For the rationale, be sure to explain your task(s) and why you think your design is good for it. Contrast it with the “baseline” designs (the standard route map and the matrix view).
Critiques
To keep in the flight data theme, we will ask you to critique 3 designs from design exercise 5-2. There will be separate instructions on how to do this (you will access the 3 designs by the web and submit the critiques using a web form). Some of your critiques will be critiquing other students (and those critiques will be provided to them) to help them improve.
Grading
There are 9 parts. Each will be scored on a 0-10/11/12 point scale (so getting all 10s gets an A). We might give high As (11) or A+ (12) for things that are truly exceptional.
Our focus is on the ideas in the design - not necessarily your artistic abilities in creating them.

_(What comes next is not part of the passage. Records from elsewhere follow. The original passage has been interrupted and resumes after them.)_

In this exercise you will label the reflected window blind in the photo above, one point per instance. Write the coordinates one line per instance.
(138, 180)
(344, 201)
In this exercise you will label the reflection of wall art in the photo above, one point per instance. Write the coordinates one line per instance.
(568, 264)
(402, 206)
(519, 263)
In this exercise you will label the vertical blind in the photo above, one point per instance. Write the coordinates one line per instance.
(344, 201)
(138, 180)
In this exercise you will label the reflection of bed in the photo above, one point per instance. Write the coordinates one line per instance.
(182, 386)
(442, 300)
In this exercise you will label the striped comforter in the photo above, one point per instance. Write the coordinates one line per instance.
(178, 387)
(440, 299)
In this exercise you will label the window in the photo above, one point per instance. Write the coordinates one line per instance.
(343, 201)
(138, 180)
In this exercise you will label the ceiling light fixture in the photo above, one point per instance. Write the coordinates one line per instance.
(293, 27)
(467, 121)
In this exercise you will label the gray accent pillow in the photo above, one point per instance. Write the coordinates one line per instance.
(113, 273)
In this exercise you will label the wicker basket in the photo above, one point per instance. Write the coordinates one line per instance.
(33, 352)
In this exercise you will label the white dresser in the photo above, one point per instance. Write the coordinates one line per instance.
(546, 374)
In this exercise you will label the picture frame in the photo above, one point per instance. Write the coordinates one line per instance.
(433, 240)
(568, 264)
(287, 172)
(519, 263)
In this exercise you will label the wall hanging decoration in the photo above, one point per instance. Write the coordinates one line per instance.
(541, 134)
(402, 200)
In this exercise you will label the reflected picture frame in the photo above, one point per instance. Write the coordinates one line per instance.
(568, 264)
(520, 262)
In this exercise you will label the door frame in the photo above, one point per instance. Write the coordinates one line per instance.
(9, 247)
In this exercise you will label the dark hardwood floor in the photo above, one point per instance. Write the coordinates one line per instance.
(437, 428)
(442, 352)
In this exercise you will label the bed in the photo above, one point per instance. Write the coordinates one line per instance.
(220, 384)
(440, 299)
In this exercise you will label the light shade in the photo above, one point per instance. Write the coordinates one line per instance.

- 9 (B) - a reasonable design with a complete explanation and rationale
- 9.5 (AB) - the design shows some thought and creativity to address the task, or thoroughness in the explanation and rationale.
- 10 (A) - the design shows some thought and creativity to address the task, and thoroughness in the explanation and rationale.
- 11 (A+) - the design has clear creativity with clear rationale
For the critiques, you will get 3 points for each critique that is sufficient, and +1 (or more) for providing useful insights that either explain the excellence of the design, or can help the designer understand what is going wrong.
Mechanics
The sketches will be turned in as a Canvas Survey: Design Exercise 6-1: Design Exercise 6-1: Glyphs and Graphs and Sets (due Fri, Nov 21). For each of the 8 sketches, you will upload a file and provide the rationale in a text box.
The critiques will use a different mechanism for distribution (via the web) and turning in the critiques. We will make an announcement for details.
GenAI Disclosure:
I used GitHub co-pilot to write program for me (using either the GPT-5 or Claude Sonnet 4.5 models).
I had co-pilot write various scripts to analyze the data and the graph/set structure.
I had co-pilot write programs to make various visualizations (including the maps shown here).
I asked Gemini for hints of getting Tableau to make the graphs that I wanted.